«Não chuta com o pé esquerdo, não cabeceia uma bola, não faz desarmes e não marca muitos golos. Tirando isso, não é mau».

A frase é de George Best, predecessor de David Beckham numa ilustre galeria de números 7 do Manchester United. E resume no essencial a pergunta que sempre o acompanhou fora de Inglaterra: «Ele justifica mesmo todo o alarido?». A resposta foi sempre ambígua, em grande parte porque o seu indiscutível talento futebolístico esteve sempre um passo atrás da imagem de poster boy e estrela pop.

Durante vários anos, entre a segunda metade da década de 90 e os primeiros anos do século XXI, o agora retirado David Beckham foi a estrela número um do futebol mundial. É pelo menos duvidoso que alguma vez tenha sido o melhor.

Uma Liga dos Campeões, seis títulos de campeão inglês, e troféus de campeão de Espanha, Estados Unidos e França, a juntar a 115 jogos pela Inglaterra, com passagem por três Mundiais. O palmarés impõe respeito, mas não rivaliza com o dos melhores do seu tempo. E está longe, até, do de alguns companheiros do Manchester United, como Ryan Giggs, Paul Scholes, ou Gary Neville, parceiros de uma incomparável colheita da Academia, nos anos de 1992 e 93.

Os melhores cruzamentos do futebol europeu e os livres diretos com selo de garantia na parábola, a par de um espírito competitivo que cimentava uma liderança natural, foram os seus melhores argumentos em campo.
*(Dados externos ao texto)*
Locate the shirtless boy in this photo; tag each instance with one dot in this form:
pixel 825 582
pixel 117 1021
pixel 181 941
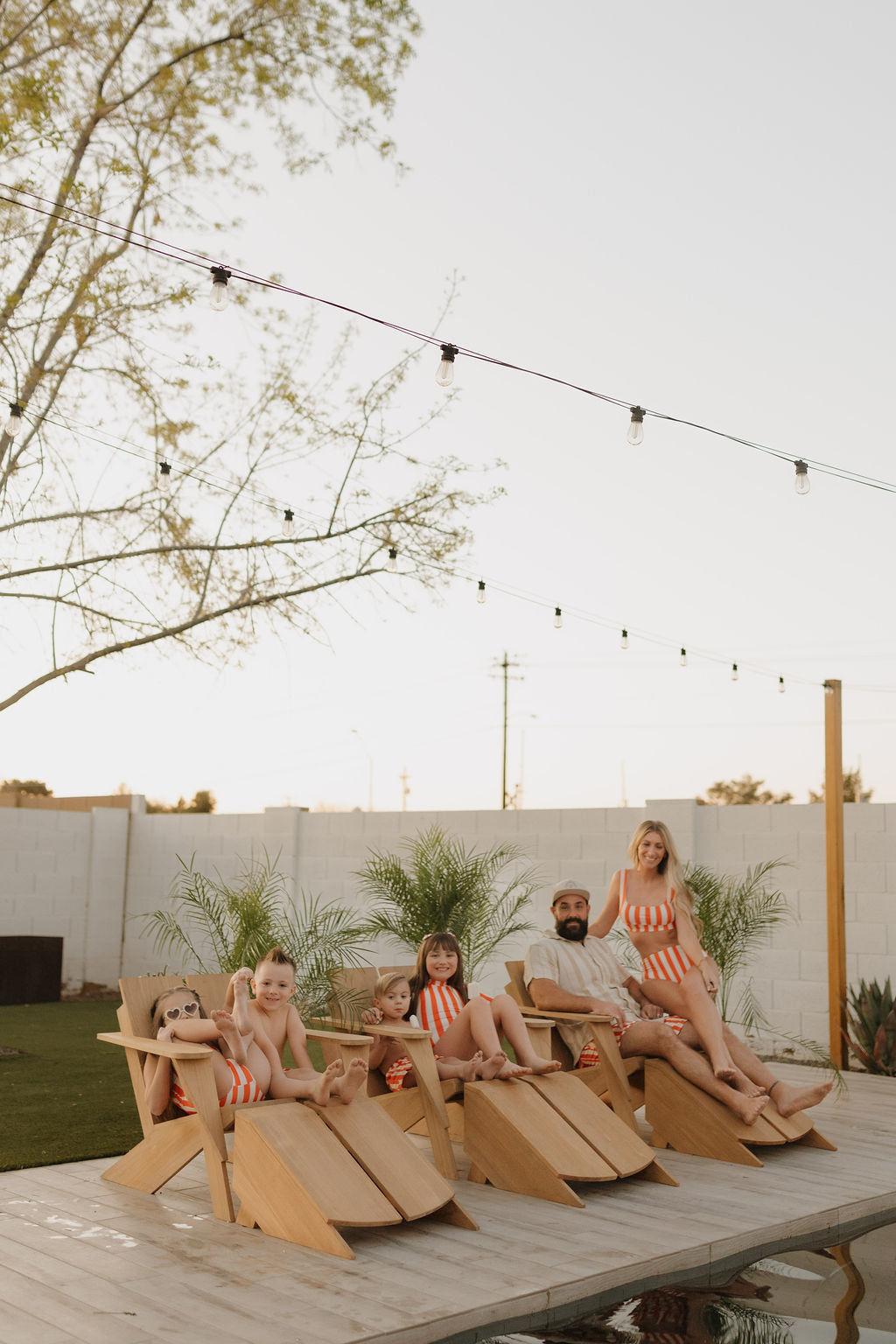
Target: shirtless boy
pixel 273 985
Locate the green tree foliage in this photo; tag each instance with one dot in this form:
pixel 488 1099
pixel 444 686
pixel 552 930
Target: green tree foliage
pixel 202 802
pixel 853 789
pixel 37 788
pixel 746 789
pixel 441 886
pixel 121 122
pixel 216 925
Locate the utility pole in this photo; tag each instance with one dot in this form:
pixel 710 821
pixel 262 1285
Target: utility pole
pixel 835 865
pixel 506 667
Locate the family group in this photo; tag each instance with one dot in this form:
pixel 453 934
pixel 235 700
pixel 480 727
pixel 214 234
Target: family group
pixel 669 1012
Mas foi fora dele, como personalidade mediática construída ao pormenor, que rompeu barreiras e abriu caminho a um novo tempo: Beckham foi o primeiro metrossexual do planeta futebol, pegando na tradição de playboy, herdada de Best e outros fenómenos dos anos 60 e transformando-a em carreira paralela, altamente lucrativa.

À medida que os episódios do casamento com Victoria, uma das Spice Girls, passou a ocupar mais espaço nos media do que as suas proezas em campo, a relação com o mentor Alex Ferguson deteriorou-se de forma irremediável. Apesar dos esforços de Carlos Queiroz, o ponto de rotura aconteceu em fevereiro de 2003, com o célebre incidente da bota pontapeada por Ferguson em direção à sua cara. Nesse verão, Beckham trocou Old Trafford pelo Bernabéu, a troco de 35 milhões. Uma contratação com tanto - ou mais - de comercial como de desportiva, já que a sua presença ajudou a levar a marca merengue para os mercados asiático e, principalmente, norte-americano.

Após quatro temporadas de protagonismo constante, mas sucesso moderado (apenas um título de campeão), em 2007 Beckham e o Real fecharam o ciclo. O Golden Boy optou pelo estatuto de messias da Ligasnorte-americana, MLS, e aí passou os cinco anos seguintes, cada vez mais estrela, cada vez menos jogador - embora com pontuais lampejos de uma classe indiscutível.

Com as receitas de publicidade a quadruplicarem o que ganhava em prémios e salários, Beckham tornou-se uma marca global, e o rosto de várias campanhas e organizações, entre elas a dos Jogos Olímpicos de Londres, em 2012. Ao adeus a Los Angeles, onde sempre flirtou com a indústria do show business seguiu-se uma curta passagem pelo PSG, onde abdicou de salário e contribuiu em nove jogos para o título ganho por uma equipa ultramediática, bem ao seu estilo.

Por força dos contratos publicitários com marcas como a Adidas, a H&M, Samsung e a Burger King, Beckham era ainda, em 2012, o futebolista mais bem pago do mundo, à frente de Cristiano Ronaldo e Messi. O seu valor global estava avaliado em 35 milhões de euros, dos quais só uma ínfima parte provinha diretamente do futebol. No mesmo mês das despedidas de Ferguson, e de companheiros de aventura como Paul Scholes e Michael Owen, o adeus anunciado nesta quinta-feira vira uma página. E permite ao ex-futebolista David Robert Joseph Beckham assumir, aos 38 anos, um estatuto antigo: o de estrela global que, entre outras coisas, também teve um passado de craque.